In [2]:
import pandas as pd
import statsmodels.api as sm
from utils.ff_functions import ff_run_regression
from utils.ff_functions import create_coef_table
from utils.ff_functions import summarise_table
from utils.ff_functions import run_GRS

# Second Sample
# 1963-2013
# NEED TO ADD SIZE OP SIZE INV PORTFOLIOS

Reference :
https://www.sciencedirect.com/science/article/pii/S0304405X14002323

In [3]:
PATH = '../data/processed'

# Loading processed factor df
ff5 = pd.read_parquet(f'{PATH}/ff5_factors_monthly.parquet')

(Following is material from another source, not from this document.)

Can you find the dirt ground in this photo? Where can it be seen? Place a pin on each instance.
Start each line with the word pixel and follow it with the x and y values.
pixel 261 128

# Loading processed 25 portfolio dfs
p_SIZE = pd.read_parquet(f'{PATH}/ff_portfolios_25_ME_SIZE.parquet')
p_INV = pd.read_parquet(f'{PATH}/ff_portfolios_25_ME_INV.parquet')
p_OP = pd.read_parquet(f'{PATH}/ff_portfolios_25_ME_OP.parquet')

# Filtering date to year range
ff5 = ff5[ff5['Date'].between('1963-07-01', '2013-12-31')].copy()
p_SIZE = p_SIZE[p_SIZE['Date'].between('1963-07-01', '2013-12-31')].copy()
p_INV = p_INV[p_INV['Date'].between('1963-07-01', '2013-12-31')].copy()
p_OP = p_OP[p_OP['Date'].between('1963-07-01', '2013-12-31')].copy()

# Robustness check
assert len(ff5) == len(p_SIZE), 'Observation sizes do not match'
assert len(ff5) == len(p_INV), 'Observation sizes do not match'
assert len(ff5) == len(p_OP), 'Observation sizes do not match'

# Creating list from columns except Date
ff5_cols = [c for c in ff5.columns if c != 'Date']
p_SIZE_cols = [c for c in p_SIZE.columns if c != 'Date']
p_INV_cols = [c for c in p_INV.columns if c != 'Date']
p_OP_cols = [c for c in p_OP.columns if c != 'Date']

# Applying numeric transformations
ff5[ff5_cols] = ff5[ff5_cols].apply(pd.to_numeric, errors='coerce')
p_SIZE[p_SIZE_cols] = p_SIZE[p_SIZE_cols].apply(pd.to_numeric, errors='coerce')
p_INV[p_INV_cols] = p_INV[p_INV_cols].apply(pd.to_numeric, errors='coerce')
p_OP[p_OP_cols] = p_OP[p_OP_cols].apply(pd.to_numeric, errors='coerce')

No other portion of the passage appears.